[<prev] [next>] [<thread-prev] [thread-next>] [day] [month] [year] [list]
Message-ID: <1345837945.2694.34.camel@bwh-desktop.uk.solarflarecom.com>
Date: Fri, 24 Aug 2012 20:52:25 +0100
From: Ben Hutchings <bhutchings@...arflare.com>
To: David Miller <davem@...emloft.net>
CC: <netdev@...r.kernel.org>, <linux-net-drivers@...arflare.com>
Subject: [PATCH net-next 12/16] sfc: Fix reset vs probe/remove/PM races
involving efx_nic::state
We try to defer resets while the device is not READY, but we're not
doing this quite correctly. In particular, changes to efx_nic::state
are documented as serialised by the RTNL lock, but they aren't.
1. We check whether a reset was requested during probe (suggesting
broken hardware) before we allow requested resets to be scheduled.
This leaves a window where a requested reset would be deferred
indefinitely.
2. Although we cancel the reset work item during device removal,
there are still later operations that can cause it to be scheduled
again. We need to check the state before scheduling it.

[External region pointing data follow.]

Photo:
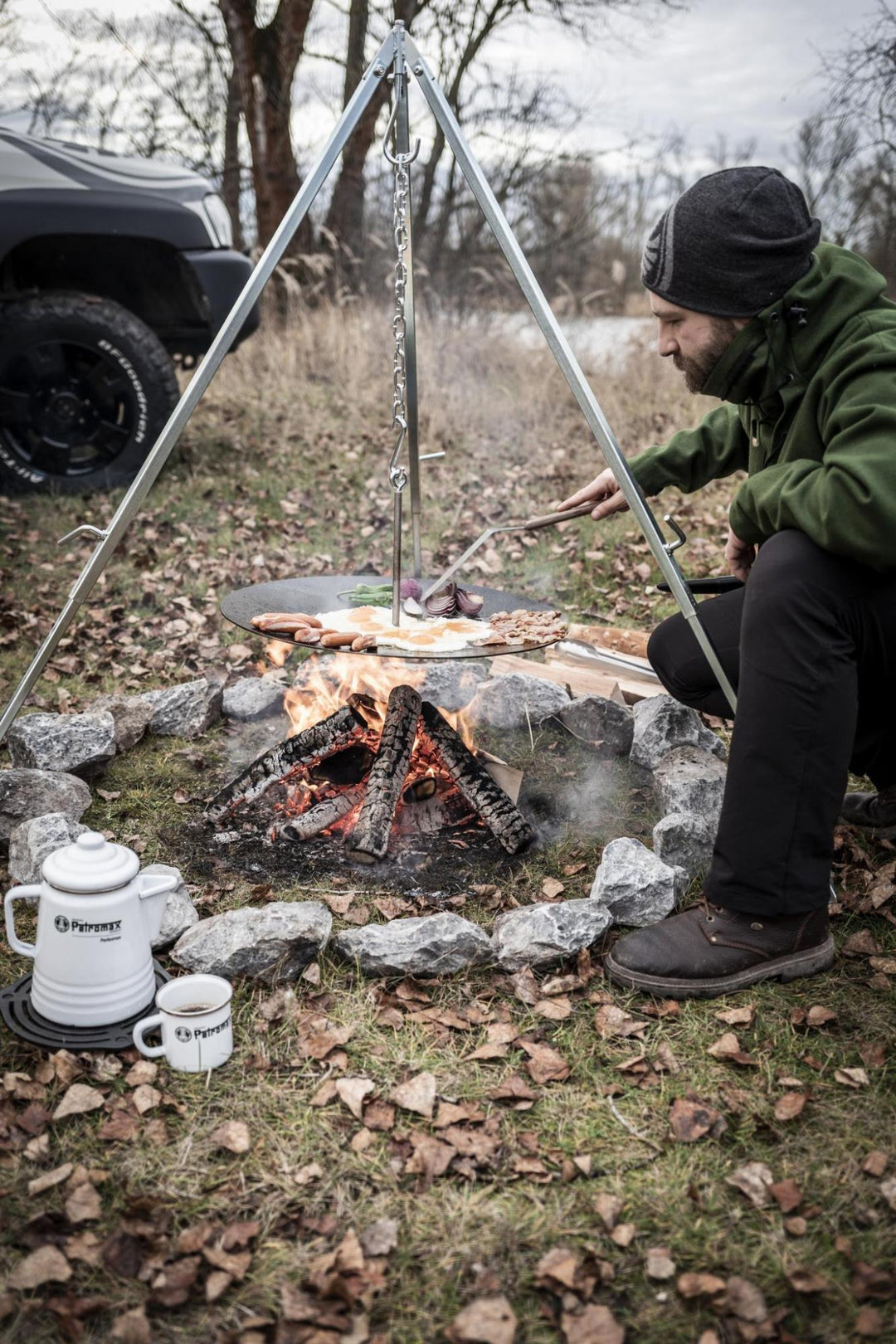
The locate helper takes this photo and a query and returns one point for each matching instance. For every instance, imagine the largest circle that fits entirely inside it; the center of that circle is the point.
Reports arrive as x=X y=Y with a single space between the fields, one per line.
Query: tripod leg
x=202 y=378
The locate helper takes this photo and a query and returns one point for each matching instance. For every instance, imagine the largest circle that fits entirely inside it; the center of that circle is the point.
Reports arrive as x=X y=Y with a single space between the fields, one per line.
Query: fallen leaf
x=80 y=1099
x=46 y=1265
x=790 y=1105
x=744 y=1300
x=806 y=1281
x=889 y=1191
x=728 y=1047
x=692 y=1120
x=700 y=1285
x=876 y=1163
x=234 y=1136
x=607 y=1207
x=145 y=1098
x=852 y=1077
x=659 y=1264
x=84 y=1205
x=381 y=1237
x=132 y=1328
x=353 y=1092
x=868 y=1322
x=786 y=1194
x=50 y=1179
x=488 y=1320
x=416 y=1094
x=594 y=1326
x=544 y=1064
x=752 y=1181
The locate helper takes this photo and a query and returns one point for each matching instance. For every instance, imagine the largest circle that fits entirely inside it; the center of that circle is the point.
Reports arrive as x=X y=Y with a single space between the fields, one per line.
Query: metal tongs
x=529 y=526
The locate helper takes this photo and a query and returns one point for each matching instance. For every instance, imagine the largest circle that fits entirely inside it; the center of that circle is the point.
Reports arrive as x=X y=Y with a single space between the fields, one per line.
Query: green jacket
x=811 y=413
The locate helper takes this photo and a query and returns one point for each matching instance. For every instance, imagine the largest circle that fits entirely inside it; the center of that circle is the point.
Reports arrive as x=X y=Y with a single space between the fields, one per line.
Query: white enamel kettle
x=97 y=917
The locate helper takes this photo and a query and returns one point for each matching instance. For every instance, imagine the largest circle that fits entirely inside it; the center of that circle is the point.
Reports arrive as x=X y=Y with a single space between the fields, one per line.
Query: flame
x=334 y=678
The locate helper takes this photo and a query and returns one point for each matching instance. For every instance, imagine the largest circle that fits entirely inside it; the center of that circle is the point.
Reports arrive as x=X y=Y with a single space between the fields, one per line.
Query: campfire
x=368 y=760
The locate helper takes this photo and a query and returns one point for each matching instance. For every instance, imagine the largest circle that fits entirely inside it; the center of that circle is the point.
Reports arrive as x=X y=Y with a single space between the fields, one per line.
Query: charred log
x=500 y=813
x=290 y=757
x=386 y=782
x=321 y=815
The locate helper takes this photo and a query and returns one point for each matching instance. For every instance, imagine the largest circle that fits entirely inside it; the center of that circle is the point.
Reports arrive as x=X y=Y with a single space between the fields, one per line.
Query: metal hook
x=398 y=160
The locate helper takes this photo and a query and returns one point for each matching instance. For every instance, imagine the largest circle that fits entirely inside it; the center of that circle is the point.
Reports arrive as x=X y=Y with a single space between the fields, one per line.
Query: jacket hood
x=778 y=351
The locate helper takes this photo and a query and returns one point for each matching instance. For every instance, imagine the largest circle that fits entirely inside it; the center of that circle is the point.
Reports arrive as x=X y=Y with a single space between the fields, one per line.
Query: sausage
x=338 y=640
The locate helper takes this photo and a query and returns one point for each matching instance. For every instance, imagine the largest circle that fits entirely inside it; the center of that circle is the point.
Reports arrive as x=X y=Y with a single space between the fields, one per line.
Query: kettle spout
x=153 y=889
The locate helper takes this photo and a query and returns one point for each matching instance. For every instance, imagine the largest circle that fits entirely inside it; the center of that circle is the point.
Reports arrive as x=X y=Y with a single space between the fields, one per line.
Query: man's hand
x=739 y=557
x=605 y=492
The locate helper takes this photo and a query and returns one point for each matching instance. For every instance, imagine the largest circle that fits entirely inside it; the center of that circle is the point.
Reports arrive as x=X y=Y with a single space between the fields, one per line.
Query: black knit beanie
x=733 y=244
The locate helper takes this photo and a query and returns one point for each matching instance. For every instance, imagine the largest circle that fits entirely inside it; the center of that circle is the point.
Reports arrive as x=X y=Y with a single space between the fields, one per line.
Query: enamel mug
x=195 y=1022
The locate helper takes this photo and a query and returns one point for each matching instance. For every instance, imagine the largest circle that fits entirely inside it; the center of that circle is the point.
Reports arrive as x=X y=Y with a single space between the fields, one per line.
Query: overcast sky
x=735 y=67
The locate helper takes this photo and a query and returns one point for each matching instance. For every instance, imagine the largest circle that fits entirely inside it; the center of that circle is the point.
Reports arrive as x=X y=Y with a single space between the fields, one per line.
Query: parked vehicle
x=109 y=269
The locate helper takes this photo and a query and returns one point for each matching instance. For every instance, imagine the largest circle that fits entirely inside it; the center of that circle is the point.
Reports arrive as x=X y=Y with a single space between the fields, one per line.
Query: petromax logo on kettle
x=85 y=926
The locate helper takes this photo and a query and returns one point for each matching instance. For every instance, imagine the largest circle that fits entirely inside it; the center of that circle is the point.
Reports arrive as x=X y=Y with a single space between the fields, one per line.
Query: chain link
x=398 y=476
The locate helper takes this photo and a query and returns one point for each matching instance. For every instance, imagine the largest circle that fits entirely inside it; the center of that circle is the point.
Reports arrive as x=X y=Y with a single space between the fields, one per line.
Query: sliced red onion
x=468 y=604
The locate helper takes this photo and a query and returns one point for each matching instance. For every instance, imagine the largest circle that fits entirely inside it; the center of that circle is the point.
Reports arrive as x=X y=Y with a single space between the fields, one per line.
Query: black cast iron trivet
x=22 y=1019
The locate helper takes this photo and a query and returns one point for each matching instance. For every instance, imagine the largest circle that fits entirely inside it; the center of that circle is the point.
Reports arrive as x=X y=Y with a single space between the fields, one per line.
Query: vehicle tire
x=85 y=388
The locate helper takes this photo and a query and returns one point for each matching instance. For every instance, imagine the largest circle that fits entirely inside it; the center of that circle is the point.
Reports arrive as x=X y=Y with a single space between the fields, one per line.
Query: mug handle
x=140 y=1030
x=26 y=949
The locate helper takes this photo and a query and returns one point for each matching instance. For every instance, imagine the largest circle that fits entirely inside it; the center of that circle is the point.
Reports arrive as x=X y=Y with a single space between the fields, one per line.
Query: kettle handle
x=26 y=949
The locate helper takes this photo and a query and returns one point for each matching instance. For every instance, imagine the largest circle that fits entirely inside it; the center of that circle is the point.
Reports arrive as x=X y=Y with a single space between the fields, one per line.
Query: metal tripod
x=397 y=56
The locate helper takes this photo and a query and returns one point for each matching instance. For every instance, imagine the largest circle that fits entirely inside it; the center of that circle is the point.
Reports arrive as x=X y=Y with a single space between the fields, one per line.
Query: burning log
x=500 y=813
x=321 y=815
x=292 y=756
x=386 y=782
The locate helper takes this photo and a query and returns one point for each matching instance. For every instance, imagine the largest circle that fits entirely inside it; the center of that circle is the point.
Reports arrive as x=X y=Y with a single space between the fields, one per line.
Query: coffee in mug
x=195 y=1022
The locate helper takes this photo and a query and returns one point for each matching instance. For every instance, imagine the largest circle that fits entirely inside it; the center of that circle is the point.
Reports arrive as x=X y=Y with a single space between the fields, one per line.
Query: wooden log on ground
x=292 y=756
x=386 y=782
x=321 y=815
x=500 y=813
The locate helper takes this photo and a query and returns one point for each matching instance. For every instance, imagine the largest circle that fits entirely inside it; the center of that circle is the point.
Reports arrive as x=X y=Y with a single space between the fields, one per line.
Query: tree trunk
x=265 y=62
x=231 y=175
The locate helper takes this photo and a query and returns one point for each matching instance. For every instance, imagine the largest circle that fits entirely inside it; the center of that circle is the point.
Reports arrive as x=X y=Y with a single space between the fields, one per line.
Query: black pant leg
x=796 y=726
x=680 y=663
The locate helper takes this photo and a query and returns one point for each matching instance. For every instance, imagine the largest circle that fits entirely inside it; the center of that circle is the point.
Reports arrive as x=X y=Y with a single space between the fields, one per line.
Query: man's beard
x=699 y=368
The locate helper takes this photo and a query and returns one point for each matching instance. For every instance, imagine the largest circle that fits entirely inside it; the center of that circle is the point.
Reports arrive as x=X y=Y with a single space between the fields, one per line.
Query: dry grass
x=303 y=418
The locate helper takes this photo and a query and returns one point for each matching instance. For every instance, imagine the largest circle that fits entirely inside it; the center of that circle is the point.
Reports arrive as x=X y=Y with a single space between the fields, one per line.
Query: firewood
x=295 y=756
x=321 y=815
x=386 y=782
x=500 y=813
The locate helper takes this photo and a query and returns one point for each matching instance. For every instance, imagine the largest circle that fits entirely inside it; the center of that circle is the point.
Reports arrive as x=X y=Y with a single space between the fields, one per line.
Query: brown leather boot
x=705 y=952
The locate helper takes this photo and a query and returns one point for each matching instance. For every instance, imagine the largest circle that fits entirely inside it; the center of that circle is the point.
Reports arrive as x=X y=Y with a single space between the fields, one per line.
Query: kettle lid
x=90 y=864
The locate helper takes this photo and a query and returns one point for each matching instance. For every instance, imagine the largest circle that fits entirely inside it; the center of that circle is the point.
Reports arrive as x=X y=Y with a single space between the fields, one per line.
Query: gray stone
x=80 y=743
x=451 y=686
x=179 y=914
x=34 y=793
x=253 y=698
x=273 y=944
x=430 y=945
x=130 y=714
x=599 y=722
x=546 y=933
x=32 y=840
x=685 y=841
x=514 y=700
x=661 y=724
x=691 y=780
x=635 y=884
x=186 y=711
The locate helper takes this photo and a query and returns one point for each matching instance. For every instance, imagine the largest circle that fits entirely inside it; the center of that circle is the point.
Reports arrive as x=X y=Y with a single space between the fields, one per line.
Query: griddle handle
x=723 y=583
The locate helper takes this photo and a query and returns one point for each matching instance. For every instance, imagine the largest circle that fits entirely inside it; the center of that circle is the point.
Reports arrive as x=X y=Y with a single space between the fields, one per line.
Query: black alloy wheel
x=85 y=387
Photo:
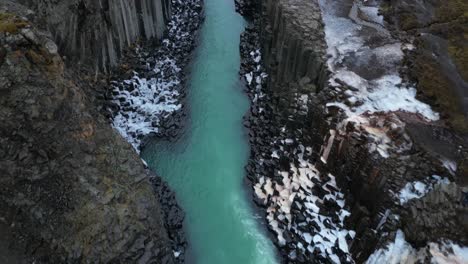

3. Since the state can change between scheduling and running of
the work item, we still need to check it there, and we need to
do so *after* acquiring the RTNL lock which serialises state
changes.
4. We must cancel the reset work item during device removal, if the
state could ever have been READY. This wasn't done in some of the
failure paths from efx_pci_probe(). Move the cancellation to
efx_pci_remove_main().
Signed-off-by: Ben Hutchings <bhutchings@...arflare.com>
---
drivers/net/ethernet/sfc/efx.c | 84 ++++++++++++++++++++-------------------
1 files changed, 43 insertions(+), 41 deletions(-)
diff --git a/drivers/net/ethernet/sfc/efx.c b/drivers/net/ethernet/sfc/efx.c
index 5555e9f..d065340 100644
--- a/drivers/net/ethernet/sfc/efx.c
+++ b/drivers/net/ethernet/sfc/efx.c
@@ -2112,6 +2112,19 @@ static int efx_register_netdev(struct efx_nic *efx)
rtnl_lock();
+ /* Enable resets to be scheduled and check whether any were
+ * already requested. If so, the NIC is probably hosed so we
+ * abort.
+ */
+ efx->state = STATE_READY;
+ smp_mb(); /* ensure we change state before checking reset_pending */
+ if (efx->reset_pending) {
+ netif_err(efx, probe, efx->net_dev,
+ "aborting probe due to scheduled reset\n");
+ rc = -EIO;
+ goto fail_locked;
+ }
+
rc = dev_alloc_name(net_dev, net_dev->name);
if (rc < 0)
goto fail_locked;
@@ -2141,14 +2154,14 @@ static int efx_register_netdev(struct efx_nic *efx)
return 0;
+fail_registered:
+ rtnl_lock();
+ unregister_netdevice(net_dev);
fail_locked:
+ efx->state = STATE_UNINIT;
rtnl_unlock();
netif_err(efx, drv, efx->net_dev, "could not register net dev\n");
return rc;
-
-fail_registered:
- unregister_netdev(net_dev);
- return rc;
}
static void efx_unregister_netdev(struct efx_nic *efx)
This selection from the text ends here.